Advanced VMD: analysis and scripting with TCL
In this advanced tutorial we will see how to use VMD to perform analyses on structures and trajectories.
VMD gives an immediate, extremely clear visual feedback to the user, facilitating the interpretation of the results; moreover, its integration with TCL scripts allows us to easily perform even elaborate analyses.
In the second half of the lecture we will learn how to use MDAnalysis, a Python library widely used to perform analysis of trajectory.
This tutorial will cover:
- Intro: scripting with VMD
- Introduction to MDAnalysis
1. Why should one learn to do the same things with two different softwares?
Intro to scripting VMD
A feature of VMD is the presence of a Tcl/Tk console
.
Everything that you can do with the graphical interface can be
done with the command line.
To open the console go to Extension -> Tcl/tk console and a new window pops up.
The Tcl/Tk console can be activated from the extension menu
Just to see if my previous statement was correct, let’s type:
color Display Background white
Did something happen?
Let’s move to the tcl basics:
- to define a variable
set a 4
; - to print the variable value
puts $a
.
Note that to access the variable value you have to use the dollar sign $
.
You can also print strings:
puts "Hello, World! >.<"
Of course you can do simple arithmetics as below:
expr 3 * 10
expr $a + 5
To evaluate an instruction and assign its output to a variable you need to enclose the command into square brackets [ ]
.
set a [expr $a * 13.4]
Common statements you will use are:
for
loop:
for {set i 0} {$i < 10} {incr i} {
puts "$i plus 1:\t[expr $i + 1]"
}
if
clause:
if { 10 > 4 } {
puts -nonewline "True "
puts "statement!"
}
Opening and closing files.
In several cases you might want to save the results of your analyses, or to load some data into VMD which is not actually a protein structure. TCL provides a simple way to do that.
set fout [open "file_out.txt" w]
set fin [open "file_in.txt" r]
close $fout
close $fin
VMD functions
Let’s check some VMD-specific commands. First let’s resize the display.
display resize 600 600
This is not the only We saw already how to resize the display. For further info the display
command, type:
display
The help will be prompted out. You don’t need to memorise all the commands!
Read the output/errors! They are really useful to understand what happens.
VMD has several functions already available to let you perform analyses on proteins. It is actually pretty powerful. The most useful ones for analysis are:
mol
: create new molecules and activate them. returns the molecule id.molinfo
: returns several info on the molecule, like frame numbers for a traj.atomselect
: let user select different sets of atoms, and perform simple measure on them.measure
: perform more complex measures (rmsd, rgyr, sasa, charges..) on a selection. Aside for those, remember that any element in a VMD menu correspond to a TCL package in your VMD distribution. And that code is available.
Check what molinfo and atomselect do by printing their inline help.
VMD examples
You can find the files for these exercises in this zip archive
After you unzip the archive, cd
into the tutorial directory and start VMD from there. Open the tk console
and load the file 1ubp.pdb
using the following command
mol new 1ubp.pdb
Suppose we want to compute the number of residues in our protein.
First, we need to make a selection of the protein.

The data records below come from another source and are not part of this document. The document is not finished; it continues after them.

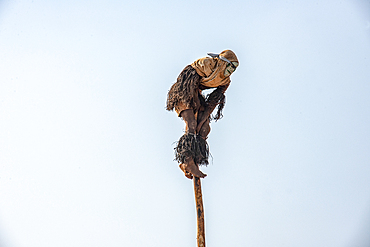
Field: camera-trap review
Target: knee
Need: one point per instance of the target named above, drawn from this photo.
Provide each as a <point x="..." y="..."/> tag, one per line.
<point x="204" y="131"/>
<point x="189" y="119"/>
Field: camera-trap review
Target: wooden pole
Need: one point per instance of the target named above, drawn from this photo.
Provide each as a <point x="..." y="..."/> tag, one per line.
<point x="201" y="238"/>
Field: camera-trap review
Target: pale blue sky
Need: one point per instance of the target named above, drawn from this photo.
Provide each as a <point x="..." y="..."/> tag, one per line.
<point x="86" y="146"/>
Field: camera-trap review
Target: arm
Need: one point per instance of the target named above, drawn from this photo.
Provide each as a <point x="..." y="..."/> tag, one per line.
<point x="213" y="99"/>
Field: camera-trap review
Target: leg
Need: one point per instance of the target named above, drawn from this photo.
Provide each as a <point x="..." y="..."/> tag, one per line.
<point x="205" y="129"/>
<point x="189" y="167"/>
<point x="189" y="119"/>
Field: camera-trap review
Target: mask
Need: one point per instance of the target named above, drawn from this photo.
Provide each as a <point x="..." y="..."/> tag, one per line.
<point x="230" y="69"/>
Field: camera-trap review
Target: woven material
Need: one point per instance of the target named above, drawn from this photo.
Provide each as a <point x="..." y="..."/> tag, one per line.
<point x="192" y="146"/>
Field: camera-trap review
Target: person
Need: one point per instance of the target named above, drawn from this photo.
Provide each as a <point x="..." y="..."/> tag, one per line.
<point x="186" y="98"/>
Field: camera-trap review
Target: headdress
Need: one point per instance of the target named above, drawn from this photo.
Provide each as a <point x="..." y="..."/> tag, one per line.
<point x="212" y="68"/>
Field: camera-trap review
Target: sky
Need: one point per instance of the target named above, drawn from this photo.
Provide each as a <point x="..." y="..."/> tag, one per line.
<point x="86" y="145"/>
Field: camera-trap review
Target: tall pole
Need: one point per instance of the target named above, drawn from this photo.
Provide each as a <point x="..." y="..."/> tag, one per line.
<point x="201" y="238"/>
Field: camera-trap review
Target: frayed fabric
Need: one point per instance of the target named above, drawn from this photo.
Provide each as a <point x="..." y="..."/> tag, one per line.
<point x="192" y="146"/>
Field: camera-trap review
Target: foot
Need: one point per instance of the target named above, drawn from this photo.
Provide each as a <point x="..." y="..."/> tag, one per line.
<point x="192" y="168"/>
<point x="187" y="174"/>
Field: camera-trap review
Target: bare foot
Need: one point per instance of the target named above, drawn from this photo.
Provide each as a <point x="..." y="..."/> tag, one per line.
<point x="193" y="169"/>
<point x="187" y="174"/>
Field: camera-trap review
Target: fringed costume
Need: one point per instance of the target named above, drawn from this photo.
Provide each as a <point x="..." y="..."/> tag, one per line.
<point x="186" y="93"/>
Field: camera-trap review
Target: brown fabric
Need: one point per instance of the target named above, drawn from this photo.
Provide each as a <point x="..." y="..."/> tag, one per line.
<point x="183" y="94"/>
<point x="212" y="69"/>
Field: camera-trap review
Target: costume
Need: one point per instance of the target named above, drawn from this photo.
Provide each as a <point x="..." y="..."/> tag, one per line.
<point x="186" y="93"/>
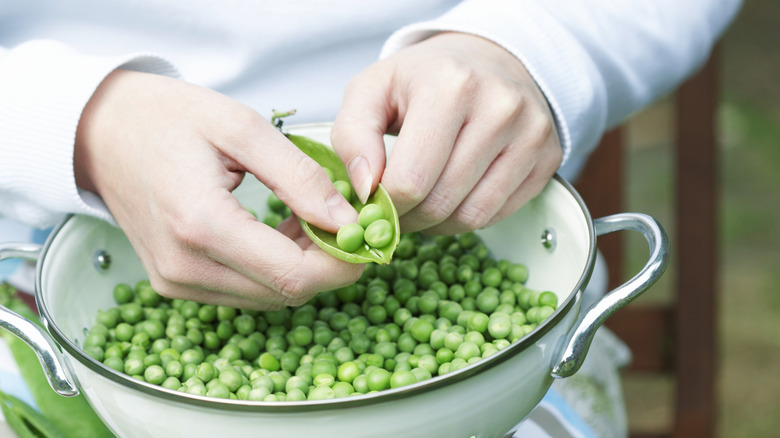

Can you think about one atom present in all the residues?
set selection [atomselect top " Selection-here "]
$selection num
Selections are particularly useful as they allow one to work on them, modifying some properties of the selected atoms (like their beta factor, radius, etc), and keeping others. As we will see, selections are also useful to align two different protein frames.
Note: When you use VMD with the gui, you can log all TCL commands to a log-file. See the ‘file’ menu in the main window…
Comparing structures
To proceed, load the second structure in the folder, 1ubq_frame.pdb
, using the same strategy. This correspond to the
same protein after a few steps of molecular dynamics.
The two structures have a different number of atoms. Why?
At this point you can play around with the representation. To check if there are differences in the conformation of the proteins, however, it is more practical to perform a structural alignment, which consists ina rotation/translation of one of the two proteins in order to minimize the deviation in their atomic coordinates. We will perform this task with some TCL scripting.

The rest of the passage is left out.